A significant difference in primary patency was observed between categories 1 and 3 (p=0.038, log-rank test). No difference was observed between categories 2 and 3 (p=0.786, log-rank test), and a trend for differences was observed between categories 1 and 2 (p=0.069, log-rank test).
Discussion
The use of EVT for lower extremity ischaemia has become widespread because of technological advances, and the strategy of revascularisation has shifted from surgical treatment towards EVT6-9. Considerable advances in EVT technology for SFA disease include the dramatic increase in the use of nitinol stents, which have become the standard of care to date because of the results obtained from randomised trials10,11.

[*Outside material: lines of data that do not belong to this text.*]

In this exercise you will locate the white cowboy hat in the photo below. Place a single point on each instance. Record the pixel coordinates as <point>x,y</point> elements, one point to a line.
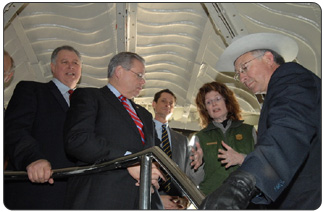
<point>281,44</point>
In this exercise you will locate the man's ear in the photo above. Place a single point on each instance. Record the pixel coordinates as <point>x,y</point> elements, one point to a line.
<point>119,71</point>
<point>268,56</point>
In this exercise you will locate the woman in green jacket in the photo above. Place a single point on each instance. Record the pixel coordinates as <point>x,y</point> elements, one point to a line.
<point>224,139</point>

Recently, many trials have been conducted on SFA stents, and some of these trials have been completed. We were able to select new-generation stents based on the results of these trials. When interpreting the results of recent SFA studies, we must consider the PSVR definitions used by each study. To clarify this confusion regarding PSVR definitions, we have conducted this study. There are conflicting data regarding the benefits of femoral stenting. Many studies are currently in progress to examine the use of other self-expanding stent platforms for patients with intermittent claudication and rest pain. However, each of these trials uses their own PSVR definition for the evaluation of the patency rate. In this report we show the impact of changing PSVR thresholds on the patency rates of SFA.

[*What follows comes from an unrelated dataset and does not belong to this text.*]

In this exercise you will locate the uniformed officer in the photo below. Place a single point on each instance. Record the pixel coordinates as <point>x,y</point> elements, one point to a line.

We have to do a rethink on the optimal PSVR to detect restenosis, but the problem with evaluating restenosis is that its definition is different in each trial. This could be the basis of confusing results in terms of the patency rate for each stent. However, each stent design has a different stiffness, which may influence the PSVR.
Study limitations
This was a retrospective study. The number of patients followed in the chronic phase was relatively small. This study might lack statistical power to confirm the differences between groups. Further investigation of new-generation stents is needed in the near future.
Conclusion
When we compare trials for the purpose of selecting a new stent that has a better patency rate with less restenosis, we should consider the definition of restenosis in each of the trials that we are examining.
Conflict of interest statement
The authors have no conflicts of interest to declare.